Slugs coming through the floorboards. Constant surveillance. Volatility and vulnerability. We need to start being honest about the state of renting in modern Britain. As more and more millennials see home ownership becoming completely out of reach, renting is becoming the default status for most young people — maybe forever. And while they live at the mercy of landlords, completely unacceptable circumstances are becoming the norm.
“I didn’t have long to find new digs, so settled on the first room I could afford – in what might as well be the house that George Orwell built,” Daniel Lavelle writes in the Guardian. “This beige box in east London sets me back £450 a month – a steal in the capital, but if I stand in the middle of my glorified closet I can touch both sides with my fingertips. Big Brother awaits beyond my threshold, as every corner of the house is watched by surveillance cameras, surveyed by the landlord and his staff from an office adjacent to the property.”
This experience is far from abnormal. “The last straw was when [the landlord] rented our house out to a film crew,” one millennial said. “I came home from work to find [the landlord] in the flat, just pottering about,” another explains. “He used our garden for his DIY projects. He was always there, hammering away; it was just constant annoyance really.” And this treatment, though unacceptable for anyone, is no longer being relegated to just young people. With the number of middle-age renters doubling over the last decade and housing prices continuing to dance out of reach, the squalid living often associated with university are extending into people’s 30s, 40s, and even beyond.

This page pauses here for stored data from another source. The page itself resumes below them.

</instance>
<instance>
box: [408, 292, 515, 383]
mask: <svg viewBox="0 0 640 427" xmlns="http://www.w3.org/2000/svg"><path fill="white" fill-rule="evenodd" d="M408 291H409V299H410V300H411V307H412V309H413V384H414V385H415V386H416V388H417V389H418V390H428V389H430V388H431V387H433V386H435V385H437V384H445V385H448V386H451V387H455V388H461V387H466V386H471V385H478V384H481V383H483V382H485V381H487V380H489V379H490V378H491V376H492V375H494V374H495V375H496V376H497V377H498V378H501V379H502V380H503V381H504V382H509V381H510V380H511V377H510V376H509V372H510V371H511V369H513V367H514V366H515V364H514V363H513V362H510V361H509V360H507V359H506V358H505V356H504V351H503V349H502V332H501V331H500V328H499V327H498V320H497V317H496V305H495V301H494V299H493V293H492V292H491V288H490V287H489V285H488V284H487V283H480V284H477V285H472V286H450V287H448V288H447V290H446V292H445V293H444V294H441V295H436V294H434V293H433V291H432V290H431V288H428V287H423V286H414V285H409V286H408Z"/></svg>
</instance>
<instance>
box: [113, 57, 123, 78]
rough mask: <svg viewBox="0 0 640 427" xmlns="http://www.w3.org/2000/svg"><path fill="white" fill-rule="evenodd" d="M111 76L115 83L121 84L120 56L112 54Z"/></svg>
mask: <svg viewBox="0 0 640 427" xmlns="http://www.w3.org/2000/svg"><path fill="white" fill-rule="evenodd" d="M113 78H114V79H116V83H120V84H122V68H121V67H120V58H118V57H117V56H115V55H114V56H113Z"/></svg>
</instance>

Huge drop in home ownership over last 20 years, particularly in London – key reason is inability to save due to high rents – this is why we need a rent cap!https://t.co/Ytd5UdXLif #rentcap #London #affordablehousing #UKhousing #generationrent
— London Rent Cap (@LondonRentCap) February 18, 2018
Although it can seem like there’s a different housing horror story in the headlines every week, these situations are far more serious than just clickbait. It’s time to recognize that these are not just catchy articles or a chance to revel in schadenfreude, but the day-to-day reality of hundreds of thousands, if not millions, of renters across the UK. In order to protect vulnerable tenants, the government needs to acknowledge the inequitable, bleak reality of the landlord-tenant relationship. And only then can they start to change it.